Fulfilling her dreams: how a girl survives rape

Fulfilling her dreams: how a girl survives rape

Mike Saycon
Phaeo* learns how to create fashion accessories and sew clothes
UNICEF Laos/2018/Mike Saycon

06 December 2018

Between her counselling sessions at a shelter for abused women and girls, Phaeo* learns how to create fashion accessories and sew clothes as part of her vocational training. After living for three years in the centre, she is ready for an independent life to raise her son Ngon.

Phaeo* is excited to start her fashion and retail business. She beams with such positive energy when talking about it, and admits she also wants her three-year-old son Ngon* to grow up to be a businessman. The boy disagrees and insists, “I want to be a pilot!” The room fills with laughter.

But it was not always a walk in the park for Phaeo. Barely into her teens, she was repeatedly raped for over a year by her stepfather – who threatened her so that she would not tell anyone – and got pregnant. She did not have the courage to tell anyone, even her mother; until their neighbours began to notice some changes in her body, which prompted her to admit to what happened.

Child victims and survivors of abuse, violence and trafficking at the centre
UNICEF Laos/2018/Mike Saycon
Child victims and survivors of abuse, violence and trafficking at the centre.

Without knowing much of what his mother has gone through, Ngon takes part in the debriefing and group activities of child victims and survivors of abuse, violence and trafficking at the centre – where he “feels at home” with the friends he has grown up with.

Word got around quickly and she became the subject of ridicule in their Hmong community. Their village chief cast her out saying it was against their culture.

Without speaking a word of Lao, pregnant Phaeo then sought refuge at the Lao Women’s Union – who sent her to a hospital to deliver her son Ngon. Soon after, she was admitted to a shelter for abused women and children, where she received the legal assistance she needed to prosecute her stepfather.
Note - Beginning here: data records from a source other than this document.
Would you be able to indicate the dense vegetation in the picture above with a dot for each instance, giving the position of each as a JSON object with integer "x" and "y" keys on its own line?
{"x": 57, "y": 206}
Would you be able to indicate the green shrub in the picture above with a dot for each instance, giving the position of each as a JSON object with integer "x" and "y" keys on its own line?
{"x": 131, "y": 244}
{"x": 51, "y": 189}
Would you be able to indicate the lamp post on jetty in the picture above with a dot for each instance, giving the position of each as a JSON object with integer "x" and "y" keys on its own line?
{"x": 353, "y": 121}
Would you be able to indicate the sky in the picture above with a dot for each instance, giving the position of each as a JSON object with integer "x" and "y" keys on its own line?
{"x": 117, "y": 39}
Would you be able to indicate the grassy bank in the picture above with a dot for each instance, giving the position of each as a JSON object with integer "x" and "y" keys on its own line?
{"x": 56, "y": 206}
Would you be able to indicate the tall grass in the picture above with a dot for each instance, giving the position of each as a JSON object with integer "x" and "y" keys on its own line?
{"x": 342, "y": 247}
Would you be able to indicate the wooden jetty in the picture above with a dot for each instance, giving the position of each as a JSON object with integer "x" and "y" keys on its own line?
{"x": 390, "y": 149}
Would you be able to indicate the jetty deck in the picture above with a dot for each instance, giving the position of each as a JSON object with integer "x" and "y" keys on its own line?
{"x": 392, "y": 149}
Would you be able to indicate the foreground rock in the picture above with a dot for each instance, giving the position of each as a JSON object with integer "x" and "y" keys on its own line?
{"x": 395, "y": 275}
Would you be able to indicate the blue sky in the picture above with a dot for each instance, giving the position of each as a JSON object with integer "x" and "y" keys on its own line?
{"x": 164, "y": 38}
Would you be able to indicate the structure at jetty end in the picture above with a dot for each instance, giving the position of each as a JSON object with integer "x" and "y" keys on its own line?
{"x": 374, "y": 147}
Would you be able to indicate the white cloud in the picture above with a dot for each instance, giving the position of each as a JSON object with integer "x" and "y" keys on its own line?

She now receives medical, legal and psychological counselling as part of her rehabilitation. Her basic needs including health care are covered and she benefits from vocational training to become an entrepreneur. “I have since been healing the scars of that not-so-distant past. I am very comfortable here, and I feel like I have a family whose members take care of each other,” Phaeo says of her three-year stay at the shelter with a smile.

“Phaeo has been emotionally solid, showing such strength that we are convinced she can be released soon,” social worker Vannaly says. She adds Phaeo has completed all the modules of the vocational training course. Her dedication resulted in a sterling performance – despite not having prior education – and she can now speak Lao fluently. Vannaly is confident Phaeo is ready.

“I will live my life fully and raise my son well – because that’s something I missed as a child,” Phaeo says. The little boy, who barely has any idea of what his mother has gone through, attends kindergarten in a nearby school. He likes wearing superhero clothes – complete with cape and mask. He also actively joins the girls’ drawing and learning sessions at the shelter.

Phaeo is very open to social workers handling her case, whenever they visit her at the shelter where she and her son are hosted.
UNICEF Laos/2018/Mike Saycon
Phaeo is very open to social workers handling her case, whenever they visit her at the shelter where she and her son are hosted.

Phaeo is very open to social workers handling her case, whenever they visit her at the shelter where she and her son are hosted. Here she shares a light moment with Vannaly, a social worker, talking about her plans to create her own tailoring and retail shop as soon as she is released. 

Vannaly says the shelter’s management is now looking for the resources to provide Phaeo with seed funds for her to start her business in her home province – opening her own tailoring shop.

“But I will not return to my home town. I want to set up my shop in another city that’s still close to my mother, but not in the same town,” Phaeo says.

After officials of the Lao Women’s Union sent police and social workers to explain to the village chief the circumstances of what happened to Phaeo, he and his neighbours changed their minds and are now ready to welcome her back.

But Phaeo is determined to make her own mark – away from where it all started for her. “I want to make a life of my own, raise my son well, and help provide for my mother and younger brothers’ education,” Phaeo says. She does not know how old she is exactly, as she was only registered in the traditional Family Book, but she acknowledges she is still very young to already be a mother.

Ngon wants to be a pilot someday.
UNICEF Laos/2018/Mike Saycon
Ngon wants to be a pilot someday.

Ngon wants to be a pilot someday, but for now he marvels at the thought of being a superhero. His favourite outfit includes a cape and a mask because, he says, he wants to help those who are oppressed.

Phaeo’s determination to claim the childhood she never had, and make sure her son enjoys his own is inspiring. Phaeo will not be going home to her mother for a long time, but she intends to help them in any way she can. Most importantly, she vows to protect her son Ngon from any abuse. MS

* Names have been changed to protect the privacy of individuals.